#photofictions #05 | Suivre le départ qu’elle aurait pu prendre

Elle ne peut pas être certaine, mais il faut faire comme si. Jusqu’au bout. Il y a ce certificat d’hébergement qui est arrivé et l’espoir du visa à donner par l’ambassade. Alors, y croire jusqu’au bout. Sans négliger les tâches quotidiennes. Elle sort pour aller acheter le poisson au marché. Elle marche toujours la tête haute mais elle s’entraîne à regarder à droite et à gauche, elle se prépare à découvrir tout ce qu’elle aura à découvrir bientôt. Elle rit toujours avec la vendeuse de yet mais elle ne marchande plus que mollement. Il paraît que cela ne se fait pas là-bas et puis, l’argent sera sans doute plus facile à avoir. Elle est toujours aussi attentive aux lessives mais se dit que ce sera bien, un endroit du monde où l’on transpire moins.
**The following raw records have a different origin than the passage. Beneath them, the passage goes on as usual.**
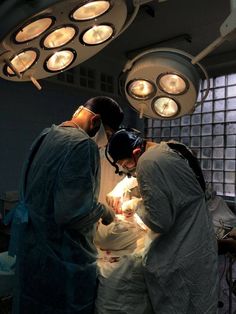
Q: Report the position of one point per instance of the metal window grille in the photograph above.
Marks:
(210, 132)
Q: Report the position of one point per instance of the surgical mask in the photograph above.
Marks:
(100, 138)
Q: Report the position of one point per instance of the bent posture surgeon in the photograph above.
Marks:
(180, 264)
(56, 218)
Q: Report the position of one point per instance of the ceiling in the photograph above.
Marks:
(188, 25)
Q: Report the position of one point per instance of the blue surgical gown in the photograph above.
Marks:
(56, 220)
(180, 266)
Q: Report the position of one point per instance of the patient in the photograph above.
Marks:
(121, 245)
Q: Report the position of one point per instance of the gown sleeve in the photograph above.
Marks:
(76, 190)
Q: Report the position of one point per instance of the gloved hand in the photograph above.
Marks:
(108, 215)
(114, 202)
(129, 207)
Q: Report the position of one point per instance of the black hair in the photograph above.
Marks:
(110, 111)
(121, 145)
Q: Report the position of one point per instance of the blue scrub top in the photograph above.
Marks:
(57, 215)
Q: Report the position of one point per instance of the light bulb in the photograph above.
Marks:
(60, 60)
(33, 30)
(165, 107)
(59, 37)
(91, 10)
(172, 84)
(141, 89)
(97, 34)
(22, 61)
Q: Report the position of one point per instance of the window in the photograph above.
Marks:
(67, 76)
(210, 131)
(107, 83)
(87, 78)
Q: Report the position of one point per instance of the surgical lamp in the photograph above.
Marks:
(39, 39)
(163, 83)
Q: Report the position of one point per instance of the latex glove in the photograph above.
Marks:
(108, 215)
(129, 207)
(114, 202)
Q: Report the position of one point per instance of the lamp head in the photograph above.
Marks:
(163, 84)
(42, 38)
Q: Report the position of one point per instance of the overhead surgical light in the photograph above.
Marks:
(162, 83)
(40, 38)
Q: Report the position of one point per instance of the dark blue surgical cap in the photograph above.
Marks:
(122, 143)
(110, 111)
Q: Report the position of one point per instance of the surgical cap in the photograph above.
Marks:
(110, 111)
(122, 143)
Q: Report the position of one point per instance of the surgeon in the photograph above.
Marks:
(180, 264)
(54, 224)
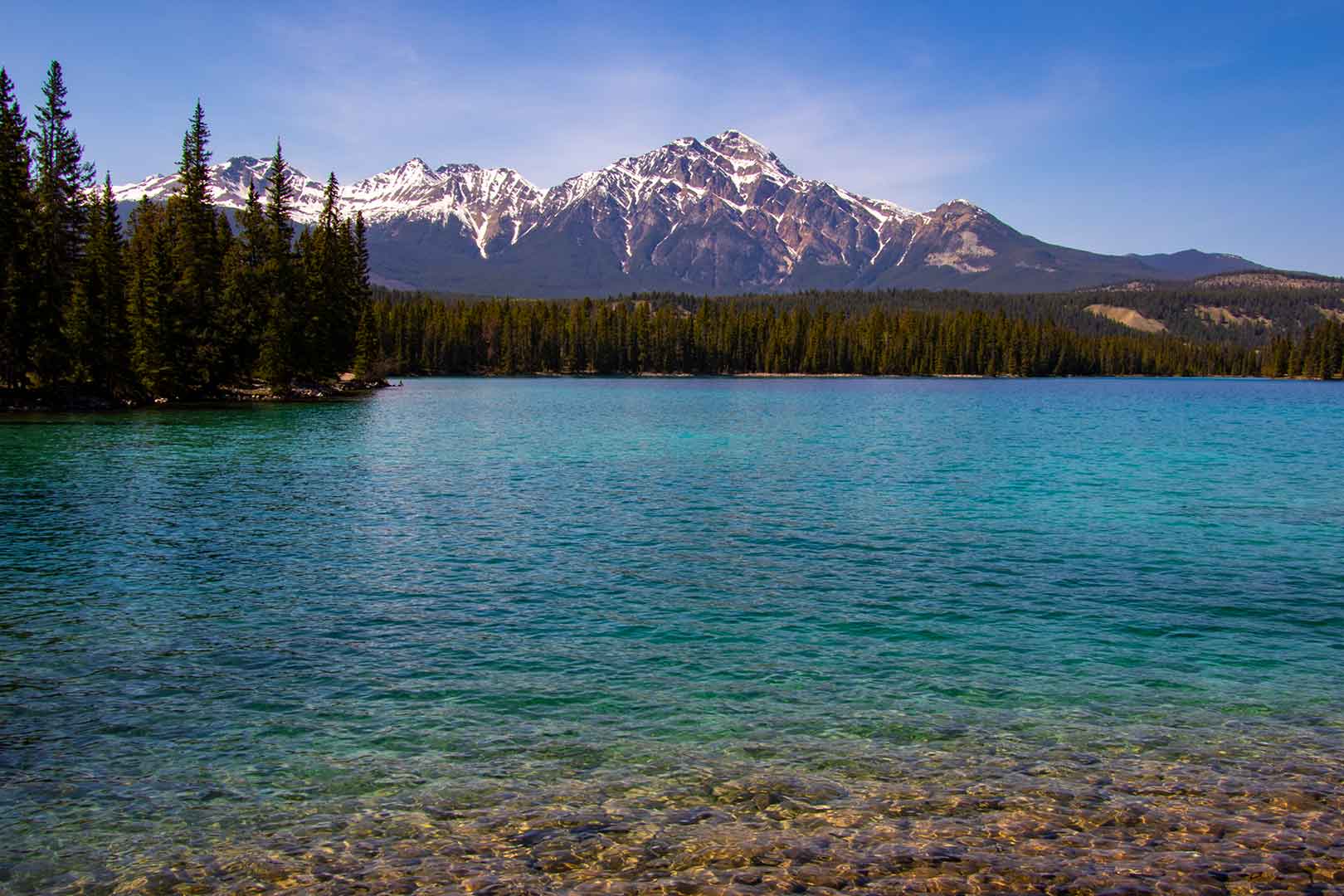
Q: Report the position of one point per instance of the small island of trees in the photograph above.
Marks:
(180, 301)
Elle s’arrête parfois, au milieu d’un frottement de linge ou d’un pilage de mil et son regard cherche en haut le genre de vêtements qu’elle portera bientôt. Elle a vu le style à la télévision, chez l’oncle. Tout ne lui plaît pas. Mais dans le ciel, il n’y a, à cette saison, aucun nuage pour montrer. Elle veut être irréprochable sur la cuisine, quand c’est son tour. Elle ne sait toujours pas comment elle va l’annoncer à sa mère et à sa grand-mère mais elle veut que ces derniers repas soient inoubliables.

L’annoncer en même temps qu’elle donnera la photo peut-être car ça, elle a négocié dur avec moi. Elle en veut trois, elle a dit qu’il lui en fallait une pour sa mère, une pour sa grand-mère et une à envoyer à l’homme là-bas, pour qu’il soit patient à l’attendre. Sa voix sonne un peu fêlée au moment où elle entre dans mon cube-studio. Des salutations normales mais à voix un peu fêlée. Comme quand on a le trac. Allez, voici les dernières photos faites de jeunes femmes, elles sont belles, non ? Il ne faut pas s’inquiéter, ça ne rate jamais… Surtout qu’elle a bien su s’habiller, félicitations pour le boubou-marinière aux couleurs de rouge et de brun. De ce côté du cube, le fond est idéal. Ah, il lui faut le temps de comprendre que je veux ce fond en arrière-plan, et donc où elle doit se mettre et moi aussi, elle est un peu perdue pardi… Il va falloir prendre le temps que l’expression disparaisse un peu de son visage. Parler de la plante, c’est une bonne idée. Elle a envie qu’elle soit sur la photo, la plante. Ça fait goût de là-bas, elle n’a pas tort mais il ne faudrait pas que les feuilles la mangent. Il faudrait qu’elle se tourne un peu, la lumière viendrait mieux à son front, mais pas trop quand même. C’est maintenant le moment crucial, lui faire trouver l’adresse. Ce n’est plus moi qu’elle doit regarder mais la personne à qui elle veut donner son portrait. Elle mentionne d’abord sa mère et ses yeux se baissent. Dommage ! Je l’alerte. Elle parle de sa grand-mère et je la sens prête à rire… pas tant ! J’ai mal au dos, il faut que je me redresse. Pourtant, c’est le bon angle, je n’ai pas de doute. Quelques secondes de pause et on reprend. Alors, il n’y a pas un troisième tirage de prévu ? J’entends pour la première fois le nom de l’homme qu’elle espère rejoindre là-bas. Et je dois m’incliner : cela se marque juste à la brillance du coin de l’œil mais c’est beau, ce mélange de crainte et de détermination.

2 commentaires à propos de “#photofictions #05 | Suivre le départ qu’elle aurait pu prendre”

  1. C’est un joli portrait, pudique de part et d’autre, avec des non-dit dans lesquels j’ai pu glisser des mots, des regards. Merci Philippe.